Le MLCJ et une bonne partie des Anti-Balaka ont baissé les armes dès l’investiture de Touadéra. Ils sont restés fidèles à leurs engagements jusqu’à ce jour, n’ont-ils pas du sang dans les veines comme les autres ? Le MLCJ s’est résolument tourné vers la réhabilitation d’un parc, avec plusieurs projets pour donner du travail à ses combattants, parce qu’ils aiment leur pays.

Les leaders politiques ont mauvaise presse dans le monde, car ils contribuent à asphyxier   leur propre pays, à massacrer la population civile dont sont issus leurs militants et sympathisants. Le peuple centrafricain doit être vigilant sur ces leaders politiques manipulateurs dont les échos des nuisances ont franchi les monts et les océans. Ils ont osé face à Antonio Guterres déverser leur venin mortel, la réponse a été directe, du berger à la bergère. Comme dit la Bible, « enlève d’abord la poutre dans tes propres yeux, avant de voir ce qu’il y a dans les yeux des autres ». Antobio Guterres n’est pas tombé de la dernière pluie. Il connait l’Afrique et les Africains, bien plus les Centrafricains. Le tableau de la classe politique est humiliant, sinistre, honteux, nul, nuisible à tout effort de paix dans le pays. La Minusca est venue aider les Centrafricains, et non se substituer à eux.

Il y a plusieurs crises graves à travers le monde, mais Touadéra a réussi à ne pas faire oublier la crise centrafricaine : la République Démocratique du Congo, le terrorisme au Sahel, la Syrie, l’Irac, la Palestine et les catastrophes naturelles à travers le monde (tremblements de terre et vents violents comme Maria aux Etats Unis et bien d’autres pays).

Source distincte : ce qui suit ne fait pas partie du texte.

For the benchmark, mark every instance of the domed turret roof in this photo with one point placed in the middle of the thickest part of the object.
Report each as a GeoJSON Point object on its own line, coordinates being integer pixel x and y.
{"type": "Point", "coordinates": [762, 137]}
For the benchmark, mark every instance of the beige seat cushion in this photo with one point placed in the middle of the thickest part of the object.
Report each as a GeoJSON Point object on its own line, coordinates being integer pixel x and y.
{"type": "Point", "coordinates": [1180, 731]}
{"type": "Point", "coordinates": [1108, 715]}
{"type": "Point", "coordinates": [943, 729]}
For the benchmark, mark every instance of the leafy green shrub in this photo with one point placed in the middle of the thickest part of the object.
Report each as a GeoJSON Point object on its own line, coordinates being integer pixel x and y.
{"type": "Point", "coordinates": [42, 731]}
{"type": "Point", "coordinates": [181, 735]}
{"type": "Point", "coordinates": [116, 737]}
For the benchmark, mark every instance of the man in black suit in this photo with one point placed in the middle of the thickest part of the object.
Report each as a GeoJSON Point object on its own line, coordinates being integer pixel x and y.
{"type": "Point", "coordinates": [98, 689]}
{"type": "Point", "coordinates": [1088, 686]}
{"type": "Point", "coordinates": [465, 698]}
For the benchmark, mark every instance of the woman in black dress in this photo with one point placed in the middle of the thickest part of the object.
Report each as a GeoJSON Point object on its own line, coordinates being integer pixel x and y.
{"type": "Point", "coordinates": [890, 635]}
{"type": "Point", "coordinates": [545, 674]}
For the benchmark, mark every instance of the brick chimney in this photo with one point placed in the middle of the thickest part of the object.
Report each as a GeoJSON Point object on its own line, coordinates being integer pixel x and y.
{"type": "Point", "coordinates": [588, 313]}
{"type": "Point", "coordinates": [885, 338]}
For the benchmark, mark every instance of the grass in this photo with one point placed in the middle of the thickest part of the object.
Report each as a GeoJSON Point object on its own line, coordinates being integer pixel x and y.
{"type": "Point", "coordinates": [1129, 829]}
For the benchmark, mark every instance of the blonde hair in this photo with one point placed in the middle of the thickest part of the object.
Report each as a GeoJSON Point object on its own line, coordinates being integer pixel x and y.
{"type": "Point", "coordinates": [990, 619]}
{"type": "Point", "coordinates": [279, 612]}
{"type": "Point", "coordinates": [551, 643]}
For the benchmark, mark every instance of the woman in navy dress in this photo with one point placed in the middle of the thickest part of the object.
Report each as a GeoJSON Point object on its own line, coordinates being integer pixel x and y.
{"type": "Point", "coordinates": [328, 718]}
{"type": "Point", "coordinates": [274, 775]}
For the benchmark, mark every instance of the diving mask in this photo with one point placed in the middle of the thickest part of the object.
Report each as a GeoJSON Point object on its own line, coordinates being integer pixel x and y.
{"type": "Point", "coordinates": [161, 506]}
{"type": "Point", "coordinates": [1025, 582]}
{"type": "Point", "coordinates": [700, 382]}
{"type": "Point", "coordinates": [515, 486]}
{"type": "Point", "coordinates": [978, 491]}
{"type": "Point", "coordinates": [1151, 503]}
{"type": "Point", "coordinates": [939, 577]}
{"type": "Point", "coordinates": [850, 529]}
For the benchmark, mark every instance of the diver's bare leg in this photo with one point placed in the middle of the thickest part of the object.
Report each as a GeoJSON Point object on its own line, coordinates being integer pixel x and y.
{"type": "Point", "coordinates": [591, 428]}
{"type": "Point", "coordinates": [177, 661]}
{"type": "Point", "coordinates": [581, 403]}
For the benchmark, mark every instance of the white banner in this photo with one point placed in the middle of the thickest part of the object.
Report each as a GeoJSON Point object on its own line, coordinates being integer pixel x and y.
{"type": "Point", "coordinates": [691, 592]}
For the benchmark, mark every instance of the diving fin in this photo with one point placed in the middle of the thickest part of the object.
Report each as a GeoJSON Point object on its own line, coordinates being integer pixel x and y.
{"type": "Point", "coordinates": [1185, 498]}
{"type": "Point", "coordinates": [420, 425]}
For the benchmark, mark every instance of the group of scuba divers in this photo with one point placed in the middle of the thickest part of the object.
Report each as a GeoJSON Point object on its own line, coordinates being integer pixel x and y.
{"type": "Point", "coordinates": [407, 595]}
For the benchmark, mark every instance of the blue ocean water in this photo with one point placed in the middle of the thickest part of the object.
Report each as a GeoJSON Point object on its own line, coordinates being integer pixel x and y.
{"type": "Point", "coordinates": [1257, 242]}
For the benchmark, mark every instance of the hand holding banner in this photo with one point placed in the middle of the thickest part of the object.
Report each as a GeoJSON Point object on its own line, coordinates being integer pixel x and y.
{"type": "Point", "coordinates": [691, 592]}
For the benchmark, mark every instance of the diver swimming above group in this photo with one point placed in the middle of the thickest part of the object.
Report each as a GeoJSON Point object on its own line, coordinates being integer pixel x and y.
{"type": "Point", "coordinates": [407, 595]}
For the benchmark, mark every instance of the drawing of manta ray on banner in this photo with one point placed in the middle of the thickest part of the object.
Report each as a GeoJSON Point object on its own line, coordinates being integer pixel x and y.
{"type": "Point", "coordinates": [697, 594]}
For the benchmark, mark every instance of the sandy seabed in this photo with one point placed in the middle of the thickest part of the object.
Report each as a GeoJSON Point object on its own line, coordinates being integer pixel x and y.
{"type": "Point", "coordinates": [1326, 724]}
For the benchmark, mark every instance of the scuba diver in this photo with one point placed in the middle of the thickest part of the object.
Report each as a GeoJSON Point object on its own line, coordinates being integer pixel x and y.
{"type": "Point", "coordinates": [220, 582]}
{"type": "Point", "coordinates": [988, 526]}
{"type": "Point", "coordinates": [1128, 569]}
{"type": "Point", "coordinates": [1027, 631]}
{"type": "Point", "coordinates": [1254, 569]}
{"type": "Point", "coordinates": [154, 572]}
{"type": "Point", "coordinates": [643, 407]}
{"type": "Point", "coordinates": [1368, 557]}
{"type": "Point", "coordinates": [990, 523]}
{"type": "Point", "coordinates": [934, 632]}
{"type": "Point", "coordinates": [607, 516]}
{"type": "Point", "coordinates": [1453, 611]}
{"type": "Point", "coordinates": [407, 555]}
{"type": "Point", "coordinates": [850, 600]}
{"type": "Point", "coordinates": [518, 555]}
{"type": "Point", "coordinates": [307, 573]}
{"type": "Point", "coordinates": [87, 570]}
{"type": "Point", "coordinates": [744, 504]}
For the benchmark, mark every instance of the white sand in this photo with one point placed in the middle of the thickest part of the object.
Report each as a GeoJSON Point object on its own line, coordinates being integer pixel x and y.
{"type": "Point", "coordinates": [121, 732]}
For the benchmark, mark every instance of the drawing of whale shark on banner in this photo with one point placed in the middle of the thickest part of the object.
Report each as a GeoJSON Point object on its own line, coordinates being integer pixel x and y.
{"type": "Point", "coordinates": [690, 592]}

La RCA n’est pas le seul pays en crise. Curieusement, les manipulateurs des groupes armés qui attisent la flamme de la violence, sont des gens instruits qui suivent les informations à travers le monde. Quel que soit le degré de haine, c’est avant tout leur pays et leurs compatriotes. « Chacun doit défendre son pays », a déclaré le chef de l’Exécutif américain, Donald Trump. En RCA, c’est totalement le contraire : « chacun doit détruire son pays et nuire à la vie de ses compatriotes », c’est la logique des leaders politiques centrafricains. Comment la Communauté internationale peut aider un pays comme la RCA où ce sont les fils du pays qui mettent de l’huile sur le feu ? Antonio Guterres ne peut pas opérer de miracle, si les Centrafricains n’acceptent pas la paix et ne s’y engagent pas fermement. Ceux qui attisent la flamme de la violence, cherchent pourtant le pouvoir, mais est-ce pour gouverner des morts aux cimetières ?

Nous avons tourné le dos au bon sens, à la raison et surtout à Dieu. L’heure est venue de se repentir, de revenir à Dieu, de l’inviter à apaiser nos cœurs pour une paix durable dans notre cher et beau pays, la RCA.